Molecular Medicine Israel

Androgen receptor binding sites enabling genetic prediction of mortality due to prostate cancer in cancer-free subjects

Abstract

Prostate cancer (PrCa) is the second most common cancer worldwide in males. While strongly warranted, the prediction of mortality risk due to PrCa, especially before its development, is challenging. Here, we address this issue by maximizing the statistical power of genetic data with multi-ancestry meta-analysis and focusing on binding sites of the androgen receptor (AR), which has a critical role in PrCa. Taking advantage of large Japanese samples ever, a multi-ancestry meta-analysis comprising more than 300,000 subjects in total identifies 9 unreported loci including ZFHX3, a tumor suppressor gene, and successfully narrows down the statistically finemapped variants compared to European-only studies, and these variants strongly enrich in AR binding sites. A polygenic risk scores (PRS) analysis restricting to statistically finemapped variants in AR binding sites shows among cancer-free subjects, individuals with a PRS in the top 10% have a strongly higher risk of the future death of PrCa (HR: 5.57, P = 4.2 × 10−10). Our findings demonstrate the potential utility of leveraging large-scale genetic data and advanced analytical methods in predicting the mortality of PrCa.

Introduction

Prostate cancer (PrCa) is the most common cancer in Europe and North America and the second most common cancer worldwide in males, accounting for an estimated 6.7% of cancer mortality in males1. Given its high mortality, the prediction of incidence and death due to PrCa would be of great interest from a public health perspective as implementing early detection and intervention for individuals with high prospective risk could be beneficial to both patients and health providers. To construct such predictive models, genetic components would be excellent sources as PrCa is evidenced to have a heritability of up to 58%, which is the highest among all cancers2. Family history has been utilized to identify the at-risk subjects, but this alone is not sufficient for precise risk stratification. More recently, polygenic risk scores (PRS) based on genetic variants identified from genome-wide association studies (GWAS) of PrCa3,4,5,6,7,8,9,10,11,12,13,14 have been developed14,15,16,17,18,19,20,21. However, prediction of the incidence of PrCa has limited clinical utility as PrCa could be latent, and autopsy studies showed a high prevalence of asymptomatic PrCa in older men. Predicting death due to PrCa will provide more value for clinical management but remains to be investigated.

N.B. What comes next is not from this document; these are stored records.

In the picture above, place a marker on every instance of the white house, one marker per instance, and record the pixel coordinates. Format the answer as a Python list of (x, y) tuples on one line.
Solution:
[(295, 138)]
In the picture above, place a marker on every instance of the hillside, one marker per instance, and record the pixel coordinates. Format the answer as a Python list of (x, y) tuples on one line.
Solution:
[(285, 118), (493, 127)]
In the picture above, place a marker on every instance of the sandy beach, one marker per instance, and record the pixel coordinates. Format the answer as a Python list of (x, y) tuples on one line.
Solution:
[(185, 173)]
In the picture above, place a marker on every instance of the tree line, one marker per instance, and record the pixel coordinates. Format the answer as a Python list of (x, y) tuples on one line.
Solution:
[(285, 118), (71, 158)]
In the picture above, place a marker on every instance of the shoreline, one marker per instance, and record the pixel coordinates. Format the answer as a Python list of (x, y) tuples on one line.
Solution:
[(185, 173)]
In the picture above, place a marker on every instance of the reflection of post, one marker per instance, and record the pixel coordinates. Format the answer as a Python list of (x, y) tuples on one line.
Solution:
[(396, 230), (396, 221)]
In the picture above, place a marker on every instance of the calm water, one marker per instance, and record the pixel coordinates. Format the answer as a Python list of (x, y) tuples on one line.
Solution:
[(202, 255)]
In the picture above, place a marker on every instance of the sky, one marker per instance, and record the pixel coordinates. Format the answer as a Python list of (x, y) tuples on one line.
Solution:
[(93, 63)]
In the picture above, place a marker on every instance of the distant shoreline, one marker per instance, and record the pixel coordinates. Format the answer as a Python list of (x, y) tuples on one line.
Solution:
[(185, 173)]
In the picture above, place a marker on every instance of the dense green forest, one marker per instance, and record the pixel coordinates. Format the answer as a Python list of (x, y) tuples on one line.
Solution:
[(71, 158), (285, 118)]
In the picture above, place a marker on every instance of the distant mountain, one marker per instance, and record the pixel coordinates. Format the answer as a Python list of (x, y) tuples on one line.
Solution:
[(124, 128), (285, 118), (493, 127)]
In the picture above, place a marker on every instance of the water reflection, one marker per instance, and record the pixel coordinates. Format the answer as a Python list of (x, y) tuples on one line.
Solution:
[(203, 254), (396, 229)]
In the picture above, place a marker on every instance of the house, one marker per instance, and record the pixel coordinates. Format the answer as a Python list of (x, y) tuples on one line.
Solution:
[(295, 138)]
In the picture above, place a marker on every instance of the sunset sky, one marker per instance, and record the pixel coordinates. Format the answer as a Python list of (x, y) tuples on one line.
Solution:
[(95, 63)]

Compared with conventional PRSs based on variants of GWAS at different P value thresholds, it has been shown that PRSs based on finemapped variants or variants with functional relevance to diseases have a superior predictive performance22,23. There are two methods to identify variants that are informative for the PRS aside from the simple expansion of the GWAS. One is a statistical fine-mapping which may pinpoint potentially causal variants from the implicated association regions. Another is to prioritize variants in cell-type-specific regulatory elements relevant to the target phenotype. Considering the nature of PrCa as a male-specific cancer, in the current study we focused on the androgen receptor (AR), an important factor of PrCa development and progression and also a therapeutic target of PrCa24. AR is a transcription factor. Upon the binding of the active androgen dihydrotestosterone25,26, AR is translocated into the nucleus and binds to hormone response elements of DNA and subsequently regulates the expression of various genes related to proliferation and differentiation27. AR was overexpressed and dysregulated in 56% of primary lesions and almost all metastatic lesions of PrCa28. Thus, we hypothesized that focusing on statistically finemapped variants within the AR-binding sites as putative causal variants may improve the prediction accuracy for incidence and death of PrCa, which could be useful in clinical settings.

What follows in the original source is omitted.